To use this, you’ll need to replace the placeholders:

  • my_username - your MDN username
  • my_email@example.com - your email address, verified on GitHub
  • client_id_from_github - from your GitHub OAuth app
  • secret_from_github - from your GitHub OAuth app
  • uid_from_github - from your MDN SocialAccount

Save it, for example as my_data.json, and, after loading the sample database, load the extra data:

./manage.py sample_mdn my_data.json

This will allow you to quickly log in again using GitHub auth after loading the sample database.

Anonymized Production Data

The production database contains confidential user information, such as email addresses and authentication tokens, and it is not distributed.

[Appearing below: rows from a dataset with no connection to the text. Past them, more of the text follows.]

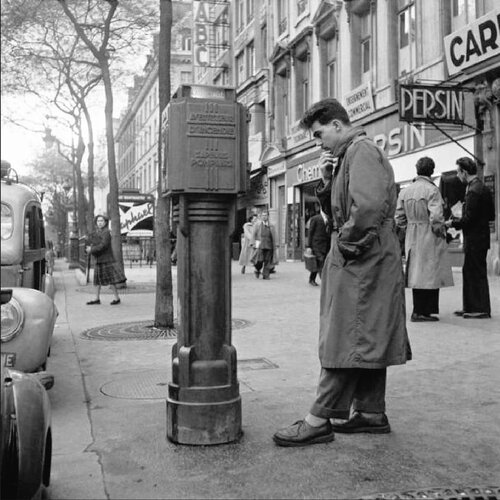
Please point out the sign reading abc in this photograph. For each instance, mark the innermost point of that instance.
(474, 43)
(431, 104)
(206, 145)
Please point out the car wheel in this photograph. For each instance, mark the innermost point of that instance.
(10, 469)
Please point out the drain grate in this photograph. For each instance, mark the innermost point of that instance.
(142, 330)
(467, 493)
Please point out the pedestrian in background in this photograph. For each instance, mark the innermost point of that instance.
(477, 211)
(318, 243)
(420, 213)
(106, 270)
(247, 243)
(265, 247)
(362, 307)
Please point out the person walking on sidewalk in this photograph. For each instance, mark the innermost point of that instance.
(318, 242)
(106, 271)
(477, 211)
(362, 307)
(247, 243)
(420, 213)
(265, 238)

We try to make the sample database small but useful, and provide scripts to augment it for specific uses, reducing the need for production data.

Production-scale data is occasionaly needed for development, such as testing the performance of data migrations and new algorithms, and for the staging site. In these cases, we generate an anonymized copy of production data, which deletes authentication keys and anonymizes user records.

This is generated with the script scripts/clone_db.py on a recent backup of the production database. You can see a faster and less resource-intensive version of the process by running it against the sample database:

scripts/clone_db.py -H mysql -u root -p kuma -i mdn_sample_db.sql.gz anon_db

This will generate a file anon_db-anon-20170606.sql.gz, where the date is today’s date. To check that the anonymize script ran correctly, load the anonymized database dump and run the check script:

zcat anon_db-anon-20170606.sql.gz | ./manage.py dbshell
cat scripts/check_anonymize.sql | ./manage.py dbshell

This runs a set of counting queries that should return 0 rows.

A similar process is used to anonymize a recent production database dump. The development environment is not tuned for the I/O, memory, and disk requirements, and will fail with an error. Instead, a host-installed version of MySQL is used, with the custom collation. The entire process, from getting a backup to uploading a confirmed anonymized database, takes about half a day.

We suspect that a clever user could de-anonymize the data in the full anonymized database, so we do not distribute it, and try to limit our own use of the database.